The Berkeley Data Analytics Stack (BDAS) by AMPlab offers an alternatives to this scenario. In a nutshell, it provides a mechanism to promote hadoop data to in-memory data structures which can be evaluated and transformed used a distributed in-memory run-time system.
At the core of the stack, there is spark. It converts the data structures into a distributed collection of items called a Resilient Distributed Dataset (RDD). RDDs can be created from Hadoop HDFS files or by transforming other RDDs.
Spark works essentially as a data lineage tool, it transform the RDD's into new structures. The transformation and the action of the in-memory data structures are currently available with python and scala bindings. These two languages are a great match for map reduce in-memory operations because they provide native map and list comprehensions function and immutable transformations, which can be bound directly on the RDD in-memory data structures.
Shark is an extension on the base spark stack, and it provides an in-memory distributed sql. Shark can be positioned as an in-memory alternative to hive, and roughly competing with proprietary solutions such as memsql. By using the underlying Spark layer, Shark can leverage in memory sql queries across a large number of nodes with a considerable run-time speed compared to the currewnt solutions based on hive and hadoop map-reduce.
Other components have been developed lately around the core idea of RDD and spark, a distributed in-memory machine learning library MLlib, and a streaming extension of the spark base library.
|BDAS stack as of Feb 2014: https://amplab.cs.berkeley.edu/software/|
Spark streaming can periodically schedule operations and transformations on stream like RDD collected in memory across the nodes and produce streaming / rolling results. The package makes use of in-memory computing. It is reactive, lazy, in-memory and distributed.

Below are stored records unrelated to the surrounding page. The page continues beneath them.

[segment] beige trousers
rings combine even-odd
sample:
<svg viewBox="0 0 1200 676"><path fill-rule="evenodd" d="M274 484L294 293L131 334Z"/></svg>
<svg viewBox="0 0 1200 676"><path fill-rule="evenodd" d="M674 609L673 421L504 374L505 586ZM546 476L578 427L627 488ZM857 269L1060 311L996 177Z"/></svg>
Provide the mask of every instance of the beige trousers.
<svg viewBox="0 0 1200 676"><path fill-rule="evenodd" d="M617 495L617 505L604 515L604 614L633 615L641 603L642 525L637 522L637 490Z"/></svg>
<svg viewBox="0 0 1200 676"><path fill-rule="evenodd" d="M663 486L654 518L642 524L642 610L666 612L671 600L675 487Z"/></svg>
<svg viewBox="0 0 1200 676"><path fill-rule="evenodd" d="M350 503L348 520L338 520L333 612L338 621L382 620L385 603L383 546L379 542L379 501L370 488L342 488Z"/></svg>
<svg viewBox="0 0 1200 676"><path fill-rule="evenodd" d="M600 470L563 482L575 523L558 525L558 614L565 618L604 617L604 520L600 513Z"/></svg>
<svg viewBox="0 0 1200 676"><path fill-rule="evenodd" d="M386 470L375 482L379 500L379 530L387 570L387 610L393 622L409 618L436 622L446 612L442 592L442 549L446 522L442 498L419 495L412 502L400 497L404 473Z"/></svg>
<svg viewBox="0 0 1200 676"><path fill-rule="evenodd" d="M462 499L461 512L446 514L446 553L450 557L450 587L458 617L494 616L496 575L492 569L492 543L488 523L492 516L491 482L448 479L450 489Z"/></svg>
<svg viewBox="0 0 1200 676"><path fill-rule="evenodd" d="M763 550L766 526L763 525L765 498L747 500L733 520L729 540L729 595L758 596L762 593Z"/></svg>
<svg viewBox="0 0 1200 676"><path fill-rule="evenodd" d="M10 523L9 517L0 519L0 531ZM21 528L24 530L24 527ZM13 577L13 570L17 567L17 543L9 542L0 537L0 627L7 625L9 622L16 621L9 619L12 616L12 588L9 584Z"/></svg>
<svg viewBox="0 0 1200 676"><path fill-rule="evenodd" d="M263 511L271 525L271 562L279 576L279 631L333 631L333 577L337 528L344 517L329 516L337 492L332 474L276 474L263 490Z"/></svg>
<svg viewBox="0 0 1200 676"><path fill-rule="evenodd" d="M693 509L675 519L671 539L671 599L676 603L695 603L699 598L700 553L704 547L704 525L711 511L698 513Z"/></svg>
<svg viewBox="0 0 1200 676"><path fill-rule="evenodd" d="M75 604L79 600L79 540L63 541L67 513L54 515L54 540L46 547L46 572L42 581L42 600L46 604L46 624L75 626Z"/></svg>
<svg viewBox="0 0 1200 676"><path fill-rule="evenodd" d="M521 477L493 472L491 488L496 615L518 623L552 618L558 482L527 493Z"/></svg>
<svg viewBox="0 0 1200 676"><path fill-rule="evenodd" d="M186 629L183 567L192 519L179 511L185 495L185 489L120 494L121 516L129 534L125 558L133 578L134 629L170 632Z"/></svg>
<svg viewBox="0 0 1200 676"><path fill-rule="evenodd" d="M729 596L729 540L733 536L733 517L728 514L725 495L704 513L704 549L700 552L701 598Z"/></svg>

ConclusionsThe berkeley stack pushes hadoop beyond the limits of file based processing, exposing a set of libraries and components which can operate directly on in-memory distributed data structures. In particular, distributed streaming computing, in-memory sql, and distributed machine learning could significantly revolutionize the way the hadoop ecosystem in the coming years, and unleash the potential of distributed in-memory computing in hadoop clusters. So far BDAS looks like a great open-source alternative to proprietary solutions such as memsql, and paraccel and the like and definitely a very welcome extension on the current hadoop yarn stack.